You could do something like this for example:

my $base_rdbo_code =<<EOF;

# monkeypatch generated classes

sub MyRoseGarden::MyDB::MyTableClass::unique_value {
return shift->full_name;
}
sub MyRoseGarden::MyDB::MyTableClass::full_name {
my $self = shift;
return join(' ', grep { defined } $self->first_name, $self-
>last_name);
}

EOF

my $garden = Rose::DBx::Garden->new(
base_code => $base_rdbo_code
# etc
);
$garden->plant();

>
> 3. After you modify the scaffolding by hand, save the changes somehow
> so you can apply them again after running plant.  Since I'm trying to
> do things as automatically as possible, reapplying changes by hand is
> not appealing, but there may be ways to automate this using sed or
> something.

Sure, you could post-process the generated files. Or see above about
the Loader features.

>
> 4. Another idea that came to my mind is to use the output of RDGC as
> guidance for building my own application.  All my work done by hand
> would be to my own application, and rerunning plaint wouldn't affect
> what I've done.  I haven't tried this yet, just had the idea.

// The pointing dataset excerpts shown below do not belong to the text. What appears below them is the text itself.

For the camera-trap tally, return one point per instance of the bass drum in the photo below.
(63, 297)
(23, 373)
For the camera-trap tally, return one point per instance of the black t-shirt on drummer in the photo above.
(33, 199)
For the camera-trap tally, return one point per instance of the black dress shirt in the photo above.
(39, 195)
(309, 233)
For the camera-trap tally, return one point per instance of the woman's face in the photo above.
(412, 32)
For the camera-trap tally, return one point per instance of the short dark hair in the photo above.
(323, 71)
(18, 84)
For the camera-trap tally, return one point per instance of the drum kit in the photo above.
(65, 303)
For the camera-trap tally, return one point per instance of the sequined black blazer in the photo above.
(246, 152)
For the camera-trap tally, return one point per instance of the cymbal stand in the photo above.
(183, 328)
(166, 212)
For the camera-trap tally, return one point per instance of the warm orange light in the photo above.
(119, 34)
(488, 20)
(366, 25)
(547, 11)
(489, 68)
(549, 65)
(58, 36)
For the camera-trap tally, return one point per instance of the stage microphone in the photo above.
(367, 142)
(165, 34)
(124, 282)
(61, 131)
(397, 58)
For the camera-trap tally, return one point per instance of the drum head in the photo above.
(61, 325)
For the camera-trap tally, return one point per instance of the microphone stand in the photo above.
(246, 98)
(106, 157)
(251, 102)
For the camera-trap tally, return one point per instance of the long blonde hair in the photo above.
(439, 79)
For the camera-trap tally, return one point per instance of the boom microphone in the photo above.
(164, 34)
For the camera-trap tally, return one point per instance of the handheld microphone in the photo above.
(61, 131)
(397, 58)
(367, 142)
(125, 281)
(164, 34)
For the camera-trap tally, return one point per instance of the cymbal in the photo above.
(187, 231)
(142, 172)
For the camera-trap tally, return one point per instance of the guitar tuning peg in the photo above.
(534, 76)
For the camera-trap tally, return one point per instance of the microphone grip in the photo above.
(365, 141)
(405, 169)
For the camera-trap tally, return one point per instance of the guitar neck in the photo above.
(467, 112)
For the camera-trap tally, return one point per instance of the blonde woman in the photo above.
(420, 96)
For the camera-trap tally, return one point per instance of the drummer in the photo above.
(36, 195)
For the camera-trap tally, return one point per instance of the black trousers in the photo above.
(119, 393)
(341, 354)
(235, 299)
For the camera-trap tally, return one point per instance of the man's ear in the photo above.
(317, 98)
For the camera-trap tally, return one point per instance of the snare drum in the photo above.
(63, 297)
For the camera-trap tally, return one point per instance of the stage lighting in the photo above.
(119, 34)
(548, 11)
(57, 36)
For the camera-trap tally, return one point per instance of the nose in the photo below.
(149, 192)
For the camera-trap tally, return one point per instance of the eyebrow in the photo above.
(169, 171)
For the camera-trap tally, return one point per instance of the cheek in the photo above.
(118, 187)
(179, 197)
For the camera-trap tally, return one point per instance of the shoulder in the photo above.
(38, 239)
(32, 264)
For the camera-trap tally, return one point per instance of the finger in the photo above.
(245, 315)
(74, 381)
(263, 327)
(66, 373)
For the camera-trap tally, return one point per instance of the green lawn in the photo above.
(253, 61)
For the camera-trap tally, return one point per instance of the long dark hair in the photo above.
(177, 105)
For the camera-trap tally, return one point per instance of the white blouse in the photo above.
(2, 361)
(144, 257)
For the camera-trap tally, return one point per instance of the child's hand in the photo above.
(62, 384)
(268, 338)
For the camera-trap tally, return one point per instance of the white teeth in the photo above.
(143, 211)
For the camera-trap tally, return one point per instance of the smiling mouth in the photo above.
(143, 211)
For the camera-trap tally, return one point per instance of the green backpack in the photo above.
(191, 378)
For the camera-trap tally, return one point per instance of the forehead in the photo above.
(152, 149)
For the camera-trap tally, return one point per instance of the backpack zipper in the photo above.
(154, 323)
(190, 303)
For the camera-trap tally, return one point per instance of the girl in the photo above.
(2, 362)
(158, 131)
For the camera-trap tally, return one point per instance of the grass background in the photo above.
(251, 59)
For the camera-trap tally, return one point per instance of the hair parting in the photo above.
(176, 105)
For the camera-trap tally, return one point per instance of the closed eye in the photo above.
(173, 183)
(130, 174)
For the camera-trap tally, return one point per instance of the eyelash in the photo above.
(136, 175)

Yes, you could always maintain other Catalyst Model classes that
subclass the generated files and then override and extend them. For
example:

lib/MyApp/Model/MyUser.pm
could be a subclass of
lib/MyApp/Model/RDGC/MyDB/User.pm

and you could replant all you wanted, since MyApp::Model::MyUser has
all your non-generated code.

>
> Basically I have two problems at the moment: one is that I'm using
> RDGC for the first time, and the second is that I am also creating my
> database at the same time.  While I may not have the first problem
> again, each database-driven-website project will likely begin with a
> period during which the database is changing, and anything generated
> using plant will have to be replanted.

RDGC was actually created to solve that problem. It's ideal (IMO) for
rapid schema development, when you want to be able to see how things
hold together while you're tweeking the db definitions.

>
> So far I've tried to do NO manual modification of my scaffolding as I
> build my database, but I'm reaching the limit of what plant will do.
> In particular, it seems that enum types are not detected as such, so
> that the field type is not a pull-down menu, nor is there any Form
> validation to make sure the value provided is one the database will
> take--this will consistently cause errors without validation code
> added.  (If there's a way to get enums to be handled that way I'd love
> to know, but it's looking like dealing with those will be the first
> hand-modification my development process will apply after running
> plant.)

enum wasn't hard to add. I just put it into svn trunk here:

https://svn.msi.umn.edu/sw/perl/Rose-DBx-Garden/trunk

You can see the changeset here, to see how straitforward it is to add
column/field mappings:
https://trac.msi.umn.edu/trac/sw/changeset/608

Let me know if that Enum feature works as expected and I can push 0.16
Garden to CPAN.

>
> So right now I have a script that I run not just to call plant, but to
> do everything starting with creating the Catalyst application, all the
> way up to installing all the YUI template files.  It's great.  I love
> it.  And the further I can go in developing this script so as to
> preserve my ability to regenerate everything I've done that far with a
> single command line, the happier I'll be.
>

Cool. Glad to hear it is working well for you. And thanks for the
thorough and well-considered emails.